VGG Architecture that Passed Assignment doesn't learn Cats vs. Dogs

My lab ID is ilkmrowr.

After successfully completing the assignment, I tried the last cell, which trains the VGG architecture to see how well it works. Although I did not encounter timeout errors, the net did not learn the dataset - its accuracy was ~ 50%.

So, I created another notebook (C1W4_Testing), where I experimented and found smaller networks performed much better. I suspect the issue was one of overtraining, but don’t know how to verify that - i.e. how can I get metrics to output training as well as validation set accuracy? I can’t find that in the docs.

I also experimented with a sequential architecture, which I thought was equivalent to my final functional style architecture. Oddly, the sequential architecture performed much better than the functional style architecture, though drastically more slowly. Does this make sense?

If I want to post some of my code and questions to StackOverflow, would that violate any of Coursera’s terms – as long as I don’t explicitly identify the code as Coursera related?

i.e.

# For reference only. Please do not uncomment in Coursera Labs because it might cause the grader to time out.
# You can upload your notebook to Colab instead if you want to try the code below.

# Download the dataset
dataset = tfds.load('cats_vs_dogs', split=tfds.Split.TRAIN, data_dir='data/')

# Initialize VGG with the number of classes 
vgg = MyVGG(num_classes=2)

# Compile with losses and metrics
vgg.compile(optimizer='adam', loss='sparse_categorical_crossentropy', metrics=['accuracy'])

# Define preprocessing function
def preprocess(features):
   # Resize and normalize
   image = tf.image.resize(features['image'], (224, 224))
   return tf.cast(image, tf.float32) / 255., features['label']

# Apply transformations to dataset
dataset = dataset.map(preprocess).batch(32)

# Train the custom VGG model
vgg.fit(dataset, epochs=10)

Epoch 1/10
727/727 [==============================] - 446s 614ms/step - loss: 0.6932 - accuracy: 0.4975
Epoch 2/10
727/727 [==============================] - 445s 612ms/step - loss: 0.6932 - accuracy: 0.4996
Epoch 3/10
727/727 [==============================] - 444s 611ms/step - loss: 0.6932 - accuracy: 0.4994
Epoch 4/10
727/727 [==============================] - 442s 607ms/step - loss: 0.6932 - accuracy: 0.5003
Epoch 5/10
727/727 [==============================] - 442s 608ms/step - loss: 0.6932 - accuracy: 0.4999
Epoch 6/10
727/727 [==============================] - 441s 607ms/step - loss: 0.6932 - accuracy: 0.4998
Epoch 7/10
727/727 [==============================] - 442s 608ms/step - loss: 0.6932 - accuracy: 0.5000
Epoch 8/10
727/727 [==============================] - 443s 609ms/step - loss: 0.6932 - accuracy: 0.5000
Epoch 9/10
727/727 [==============================] - 443s 609ms/step - loss: 0.6932 - accuracy: 0.5000
Epoch 10/10
727/727 [==============================] - 443s 610ms/step - loss: 0.6932 - accuracy: 0.5000

<tensorflow.python.keras.callbacks.History at 0x7f50023f9490>

Hi,

Some general thoughts on your questions.

The metric would normally be found with history = model.fit(…), check model.fit in keras, but you need a validation dataset split in case you havent it already. I think maybe you are training long enough the VGG, it a big model and unless you are using pre-trained sections it needs a lot of training.

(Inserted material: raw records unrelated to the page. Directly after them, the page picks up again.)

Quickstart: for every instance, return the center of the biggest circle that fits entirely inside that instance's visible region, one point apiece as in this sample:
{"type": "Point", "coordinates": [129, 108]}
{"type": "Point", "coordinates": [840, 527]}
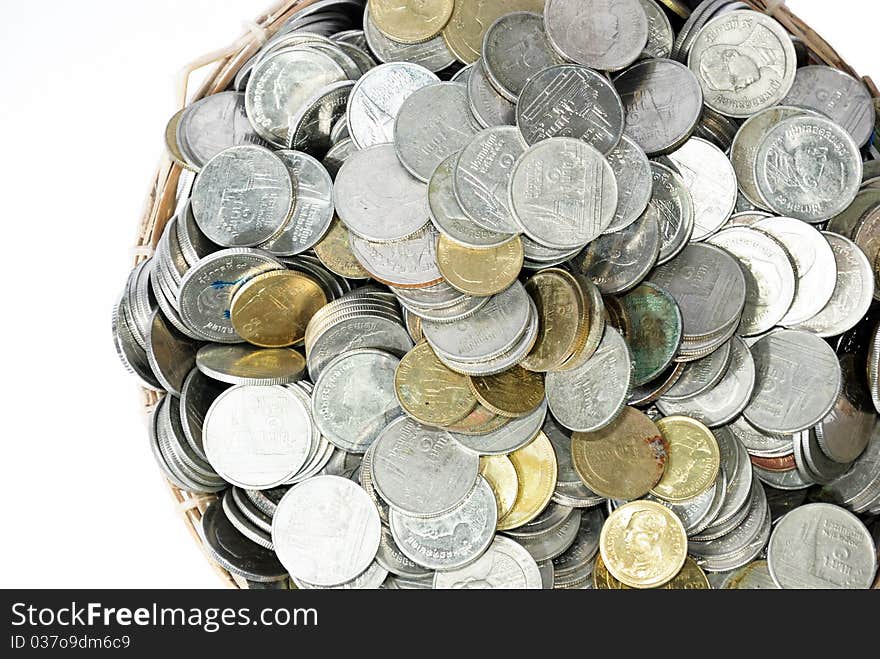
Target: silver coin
{"type": "Point", "coordinates": [258, 437]}
{"type": "Point", "coordinates": [312, 210]}
{"type": "Point", "coordinates": [592, 395]}
{"type": "Point", "coordinates": [448, 216]}
{"type": "Point", "coordinates": [815, 266]}
{"type": "Point", "coordinates": [432, 55]}
{"type": "Point", "coordinates": [505, 565]}
{"type": "Point", "coordinates": [568, 100]}
{"type": "Point", "coordinates": [838, 96]}
{"type": "Point", "coordinates": [488, 106]}
{"type": "Point", "coordinates": [243, 197]}
{"type": "Point", "coordinates": [354, 398]}
{"type": "Point", "coordinates": [798, 381]}
{"type": "Point", "coordinates": [281, 83]}
{"type": "Point", "coordinates": [482, 176]}
{"type": "Point", "coordinates": [853, 290]}
{"type": "Point", "coordinates": [515, 47]}
{"type": "Point", "coordinates": [663, 103]}
{"type": "Point", "coordinates": [744, 150]}
{"type": "Point", "coordinates": [708, 285]}
{"type": "Point", "coordinates": [563, 193]}
{"type": "Point", "coordinates": [618, 262]}
{"type": "Point", "coordinates": [326, 531]}
{"type": "Point", "coordinates": [632, 171]}
{"type": "Point", "coordinates": [722, 404]}
{"type": "Point", "coordinates": [744, 61]}
{"type": "Point", "coordinates": [207, 290]}
{"type": "Point", "coordinates": [433, 123]}
{"type": "Point", "coordinates": [771, 282]}
{"type": "Point", "coordinates": [454, 539]}
{"type": "Point", "coordinates": [377, 97]}
{"type": "Point", "coordinates": [422, 471]}
{"type": "Point", "coordinates": [808, 168]}
{"type": "Point", "coordinates": [490, 332]}
{"type": "Point", "coordinates": [377, 198]}
{"type": "Point", "coordinates": [820, 545]}
{"type": "Point", "coordinates": [710, 178]}
{"type": "Point", "coordinates": [597, 33]}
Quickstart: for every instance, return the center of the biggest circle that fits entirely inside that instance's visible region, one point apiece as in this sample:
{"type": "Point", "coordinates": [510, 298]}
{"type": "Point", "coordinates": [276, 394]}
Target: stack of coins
{"type": "Point", "coordinates": [566, 294]}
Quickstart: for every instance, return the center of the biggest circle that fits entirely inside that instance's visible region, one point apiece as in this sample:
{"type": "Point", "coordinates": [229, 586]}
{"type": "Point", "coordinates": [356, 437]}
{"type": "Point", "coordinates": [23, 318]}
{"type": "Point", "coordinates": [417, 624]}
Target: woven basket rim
{"type": "Point", "coordinates": [161, 197]}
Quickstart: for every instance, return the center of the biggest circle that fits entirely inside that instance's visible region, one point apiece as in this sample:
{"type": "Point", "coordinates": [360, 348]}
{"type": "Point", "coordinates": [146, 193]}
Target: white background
{"type": "Point", "coordinates": [88, 87]}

The above explains it, bigger models need more runs to train properly.

You should ask the staff and QA team, they should know better?

@gent.spah - Thx for taking the time to answer this. You wouldn’t believe how much this has been bugging me over the past few days

I can definitely see that bigger models would take more time to train, but the sample model given should (I think) achieve better than 50% accuracy (ie Random guessing) when running the code provided to demonstrate that the model works.

At the bottom of my C1W4_Testing notebook, I directly compared equivalent VGG-ish architectures and found this result, so it isn’t just a matter of size (unless I’ve made a mistake). But, I have since figured out/remembered how to get the validation set included, so I know I’m not seeing an overtraining effect.

It might seem 50/50 at this moment but if trained longer (as long as everything else is set properly i.e. train dev test sets come from the same distribution, the loss function is right for the output etc.) it should in general better its performance, unless is because of its size and some parts of the model are dying due to weights going to 0, but I would not think so because these models are optimized.